The Chinese historical novel “Romance of the Three Kingdoms” was written in the 14th century and set during the turbulent Three Kingdoms era of Chinese history. It has been retold countless times on television, manga, anime and film, based partly on historical fact and the sweeping fictional tales that also take place within its 120 chapters of epic storytelling. Cinema has returned to this tale several times in the last few years, including Daniel Lee’s Three Kingdoms: Resurrection of the Dragon and John Woo’s Red Cliff. Writer/directors Alan Mak and Felix Chong (Infernal Affairs) have once again dipped into the Three Kingdoms well with The Lost Bladesman (关云长).
It is a time of civil war. General Cao Cao (Wen Jiang, Let the Bullets Fly) is the real power by Emperor’s throne. He enlists the muscle of the greatest warrior in the land, Guan Yu (Donnie Yen, Legend of the Fist: The Return of Chen Zhen) to help him gain control over the land, although the bladesman is fiercely loyal to Liu Bei (Alex Fong, Triple Tap). Cao Cao takes the beautiful Qi Lan (Betty Sun, Just Another Pandora’s Box) hostage to ensure Guan Yu’s compliance. However, after General Cao Cao has ensured his victory, he decides that Guan Yu is too great a power to be left unchecked in the Three Kingdoms.

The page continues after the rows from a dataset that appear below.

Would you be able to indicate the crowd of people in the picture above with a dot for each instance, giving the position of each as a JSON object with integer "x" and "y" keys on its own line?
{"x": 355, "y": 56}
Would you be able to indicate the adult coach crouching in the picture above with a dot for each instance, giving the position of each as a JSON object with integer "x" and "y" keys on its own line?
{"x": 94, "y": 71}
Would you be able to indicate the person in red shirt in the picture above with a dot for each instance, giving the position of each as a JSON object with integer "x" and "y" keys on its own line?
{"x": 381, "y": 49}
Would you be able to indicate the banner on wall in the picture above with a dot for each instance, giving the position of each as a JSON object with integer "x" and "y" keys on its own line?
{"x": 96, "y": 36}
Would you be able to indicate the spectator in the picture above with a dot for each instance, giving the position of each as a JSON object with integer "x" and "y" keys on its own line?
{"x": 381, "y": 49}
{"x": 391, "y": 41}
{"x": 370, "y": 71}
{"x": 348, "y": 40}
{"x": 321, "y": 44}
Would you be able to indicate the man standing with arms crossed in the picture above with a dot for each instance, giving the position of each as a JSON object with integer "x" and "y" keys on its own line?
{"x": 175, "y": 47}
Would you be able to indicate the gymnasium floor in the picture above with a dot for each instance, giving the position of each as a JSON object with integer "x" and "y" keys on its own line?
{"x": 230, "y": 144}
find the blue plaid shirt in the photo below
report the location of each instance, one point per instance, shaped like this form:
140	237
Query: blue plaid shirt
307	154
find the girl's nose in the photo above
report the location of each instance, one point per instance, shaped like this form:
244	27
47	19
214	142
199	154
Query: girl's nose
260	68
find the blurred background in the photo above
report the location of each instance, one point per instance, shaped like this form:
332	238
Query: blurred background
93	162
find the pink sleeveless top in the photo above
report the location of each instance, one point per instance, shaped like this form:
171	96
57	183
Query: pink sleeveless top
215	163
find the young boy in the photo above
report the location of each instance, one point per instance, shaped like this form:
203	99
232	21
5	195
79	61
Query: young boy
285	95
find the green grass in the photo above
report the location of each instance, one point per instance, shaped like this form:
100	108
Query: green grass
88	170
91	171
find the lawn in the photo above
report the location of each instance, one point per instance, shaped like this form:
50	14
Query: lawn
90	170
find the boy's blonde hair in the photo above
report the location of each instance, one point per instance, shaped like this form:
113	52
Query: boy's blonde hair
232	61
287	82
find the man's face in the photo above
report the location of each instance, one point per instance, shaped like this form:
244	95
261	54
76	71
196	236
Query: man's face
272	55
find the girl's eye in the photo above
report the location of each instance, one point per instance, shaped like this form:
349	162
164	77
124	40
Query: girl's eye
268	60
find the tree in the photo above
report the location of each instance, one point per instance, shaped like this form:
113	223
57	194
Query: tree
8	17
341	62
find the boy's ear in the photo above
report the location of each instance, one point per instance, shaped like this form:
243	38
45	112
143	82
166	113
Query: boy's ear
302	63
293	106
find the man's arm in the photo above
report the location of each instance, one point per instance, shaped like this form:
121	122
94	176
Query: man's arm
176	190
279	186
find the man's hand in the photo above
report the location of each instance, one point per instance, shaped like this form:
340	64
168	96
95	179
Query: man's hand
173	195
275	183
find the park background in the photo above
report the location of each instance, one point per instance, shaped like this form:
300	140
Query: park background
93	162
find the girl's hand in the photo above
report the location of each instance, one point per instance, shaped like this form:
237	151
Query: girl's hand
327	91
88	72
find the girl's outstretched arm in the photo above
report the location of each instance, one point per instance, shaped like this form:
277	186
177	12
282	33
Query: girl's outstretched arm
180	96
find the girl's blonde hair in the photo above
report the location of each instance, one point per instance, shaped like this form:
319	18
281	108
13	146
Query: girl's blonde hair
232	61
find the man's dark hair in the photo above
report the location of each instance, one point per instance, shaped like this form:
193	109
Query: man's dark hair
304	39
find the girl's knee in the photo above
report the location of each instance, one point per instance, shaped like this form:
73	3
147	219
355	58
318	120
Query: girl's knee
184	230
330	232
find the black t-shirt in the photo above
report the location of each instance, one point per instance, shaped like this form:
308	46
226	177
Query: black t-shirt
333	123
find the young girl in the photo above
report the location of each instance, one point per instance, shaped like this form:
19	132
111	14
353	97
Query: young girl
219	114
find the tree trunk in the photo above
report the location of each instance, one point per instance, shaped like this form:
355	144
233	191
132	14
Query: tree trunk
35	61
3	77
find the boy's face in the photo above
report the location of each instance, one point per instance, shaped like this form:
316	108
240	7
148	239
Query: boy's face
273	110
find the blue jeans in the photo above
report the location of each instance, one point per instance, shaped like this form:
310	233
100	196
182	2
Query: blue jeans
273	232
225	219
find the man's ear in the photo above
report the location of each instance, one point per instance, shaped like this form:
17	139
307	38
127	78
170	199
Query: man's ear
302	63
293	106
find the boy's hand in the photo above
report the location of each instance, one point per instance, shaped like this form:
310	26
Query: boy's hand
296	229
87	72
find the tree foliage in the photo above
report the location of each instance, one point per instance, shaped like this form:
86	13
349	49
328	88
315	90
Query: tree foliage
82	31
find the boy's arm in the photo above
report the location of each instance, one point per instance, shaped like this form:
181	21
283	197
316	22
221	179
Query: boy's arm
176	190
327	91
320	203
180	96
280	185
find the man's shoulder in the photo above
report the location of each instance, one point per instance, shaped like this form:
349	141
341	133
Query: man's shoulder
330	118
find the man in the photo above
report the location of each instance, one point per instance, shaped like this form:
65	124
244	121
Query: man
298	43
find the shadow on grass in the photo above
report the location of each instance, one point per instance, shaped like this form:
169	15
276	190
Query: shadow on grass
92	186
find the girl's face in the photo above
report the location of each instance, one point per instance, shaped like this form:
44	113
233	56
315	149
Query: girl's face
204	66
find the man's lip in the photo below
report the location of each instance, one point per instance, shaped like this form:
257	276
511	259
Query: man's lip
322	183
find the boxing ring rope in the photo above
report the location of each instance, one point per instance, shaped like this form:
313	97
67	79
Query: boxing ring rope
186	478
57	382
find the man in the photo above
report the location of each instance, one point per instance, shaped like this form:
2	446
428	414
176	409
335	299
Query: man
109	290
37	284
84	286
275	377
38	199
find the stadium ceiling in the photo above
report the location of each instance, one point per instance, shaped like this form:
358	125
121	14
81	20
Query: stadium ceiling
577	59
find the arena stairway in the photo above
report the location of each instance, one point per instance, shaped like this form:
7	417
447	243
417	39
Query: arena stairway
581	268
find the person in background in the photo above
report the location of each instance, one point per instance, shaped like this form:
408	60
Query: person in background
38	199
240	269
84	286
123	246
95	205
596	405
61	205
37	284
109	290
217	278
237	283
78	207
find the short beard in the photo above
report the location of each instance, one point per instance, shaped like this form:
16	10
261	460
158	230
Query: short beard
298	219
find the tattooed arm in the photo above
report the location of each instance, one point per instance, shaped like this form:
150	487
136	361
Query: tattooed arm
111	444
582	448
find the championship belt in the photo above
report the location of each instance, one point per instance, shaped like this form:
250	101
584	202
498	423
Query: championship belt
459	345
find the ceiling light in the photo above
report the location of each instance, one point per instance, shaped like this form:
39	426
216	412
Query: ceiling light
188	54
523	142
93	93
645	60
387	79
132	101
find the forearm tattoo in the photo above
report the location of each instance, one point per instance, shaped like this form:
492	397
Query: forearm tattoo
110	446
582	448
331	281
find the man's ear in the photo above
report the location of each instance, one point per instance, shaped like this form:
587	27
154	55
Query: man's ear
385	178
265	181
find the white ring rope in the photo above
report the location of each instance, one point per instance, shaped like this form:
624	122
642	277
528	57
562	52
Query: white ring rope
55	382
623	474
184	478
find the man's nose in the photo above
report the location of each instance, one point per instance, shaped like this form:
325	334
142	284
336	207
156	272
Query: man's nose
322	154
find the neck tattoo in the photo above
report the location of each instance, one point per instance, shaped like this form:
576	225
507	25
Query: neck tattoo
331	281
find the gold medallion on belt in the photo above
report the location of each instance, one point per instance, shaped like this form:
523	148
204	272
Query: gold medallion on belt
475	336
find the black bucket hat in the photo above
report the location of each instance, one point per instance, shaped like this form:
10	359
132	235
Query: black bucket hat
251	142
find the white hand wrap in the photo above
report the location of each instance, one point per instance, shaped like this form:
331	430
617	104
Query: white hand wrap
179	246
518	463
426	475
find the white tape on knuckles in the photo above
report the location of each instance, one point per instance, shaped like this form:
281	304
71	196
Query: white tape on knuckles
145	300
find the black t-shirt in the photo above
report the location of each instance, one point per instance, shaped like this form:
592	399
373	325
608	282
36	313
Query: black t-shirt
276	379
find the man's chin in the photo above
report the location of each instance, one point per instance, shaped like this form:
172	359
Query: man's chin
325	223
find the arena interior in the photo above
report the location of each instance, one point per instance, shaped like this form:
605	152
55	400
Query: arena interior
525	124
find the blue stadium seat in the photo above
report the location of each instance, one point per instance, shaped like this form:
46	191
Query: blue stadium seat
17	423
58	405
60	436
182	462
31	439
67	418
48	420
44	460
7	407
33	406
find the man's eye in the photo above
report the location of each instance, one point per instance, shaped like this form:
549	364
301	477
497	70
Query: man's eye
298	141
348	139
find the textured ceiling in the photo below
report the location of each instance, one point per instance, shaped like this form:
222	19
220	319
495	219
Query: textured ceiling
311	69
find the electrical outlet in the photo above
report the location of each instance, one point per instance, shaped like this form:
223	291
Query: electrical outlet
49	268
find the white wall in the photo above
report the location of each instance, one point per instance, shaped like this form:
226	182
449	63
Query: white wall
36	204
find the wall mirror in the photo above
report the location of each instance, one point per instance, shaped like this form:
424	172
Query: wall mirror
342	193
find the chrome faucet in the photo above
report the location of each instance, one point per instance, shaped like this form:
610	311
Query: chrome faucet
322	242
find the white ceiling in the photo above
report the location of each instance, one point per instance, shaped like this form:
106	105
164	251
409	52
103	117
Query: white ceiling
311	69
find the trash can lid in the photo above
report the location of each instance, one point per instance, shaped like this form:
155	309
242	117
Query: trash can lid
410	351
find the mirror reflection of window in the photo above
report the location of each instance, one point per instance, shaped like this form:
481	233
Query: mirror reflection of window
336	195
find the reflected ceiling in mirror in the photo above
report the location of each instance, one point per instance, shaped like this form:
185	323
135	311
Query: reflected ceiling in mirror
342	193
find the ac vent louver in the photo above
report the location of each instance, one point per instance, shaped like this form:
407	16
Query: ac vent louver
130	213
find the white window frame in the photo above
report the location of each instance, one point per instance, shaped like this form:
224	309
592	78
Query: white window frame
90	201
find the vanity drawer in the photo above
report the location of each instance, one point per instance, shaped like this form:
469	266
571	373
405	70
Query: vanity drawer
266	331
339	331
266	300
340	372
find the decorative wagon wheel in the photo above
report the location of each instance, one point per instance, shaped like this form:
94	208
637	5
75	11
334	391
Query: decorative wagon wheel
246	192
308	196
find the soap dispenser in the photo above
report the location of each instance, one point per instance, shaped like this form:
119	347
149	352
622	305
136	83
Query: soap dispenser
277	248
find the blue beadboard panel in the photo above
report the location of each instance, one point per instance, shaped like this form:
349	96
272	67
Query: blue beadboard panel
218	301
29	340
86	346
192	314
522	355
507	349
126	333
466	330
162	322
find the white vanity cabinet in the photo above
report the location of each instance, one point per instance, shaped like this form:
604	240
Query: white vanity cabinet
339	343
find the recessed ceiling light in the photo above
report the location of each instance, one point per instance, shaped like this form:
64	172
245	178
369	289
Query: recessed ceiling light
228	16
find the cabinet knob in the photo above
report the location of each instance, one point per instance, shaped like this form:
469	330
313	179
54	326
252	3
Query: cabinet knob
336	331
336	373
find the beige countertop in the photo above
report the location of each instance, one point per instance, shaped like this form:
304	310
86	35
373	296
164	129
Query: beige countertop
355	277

In addition to having lost a bladesman, Mak and Chong’s script also seems to have misplaced any semblance of a coherent narrative as well. Those familiar with the ‘sweeping martial art epic genre’, for indeed it has become a particular subset of an existing sub-genre, will know that the best of its kind manages to captivate with the segments that link the frenetic martial arts wizardry together just as much as the slicing and dicing itself. For those unfamiliar with this particular tale within the “Romance of the Three Kingdoms”, The Lost Bladesman does a poor job at contextualising the parts and players in the important era of Chinese history. The important character of Cao Cao is much more than a cardboard cut-out villain, demonstrating incredible kindness at times and fierce loyalty at others, but his ultimate motivations or greater place within the kingdoms is obscured in a convoluted plot made all the more confusing by the obligatory action sequences. Indeed, Donnie Yen’s central character of Guan Yu is one of the central legends in Chinese history (as his full title of “Saintly Emperor Guan the Great God Who Subdues Demons of the Three Worlds and Whose Awe Spreads Far and Moves Heaven” might indicate), but the only knowledge us outsiders truly gain of him from this production is that he is particularly good with a blade.
The film is not without some staggering highlights, especially one rapid-fire fight sequence within the close confines of an alleyway. Donnie Yen, who has done his share of both historical epics and modern dramas (not to mention the odd rom-com) over a thirty-year career, is more than a capable match for the epic grandeur of this ambitious film. Yet for all of the grand-scale choreography, Mak and Chong (who Yen was instrumental in bringing on board) occasionally show their inexperience in dealing with historical material. Despite a lengthy list of Infernal Affairs, Initial D and other modern action flicks under their collective belts, the incredibly restrained scene in which the only action witnessed is a Morning Star flying though a closed door. The net effect is that the whole film feels rushed and disjointed, with the plot secondary to the action and in turn, the action taking a back seat to the technical process of putting something pointy through another human.
The Reel Bits: An ambitious historical epic from a very talented group of people, let down by a mixed bag of action, a confused plot and a superficial treatment of some of the biggest figures in Chinese history and legend.
The Lost Bladesman was released in Australia on 28 April 2011 from Icon.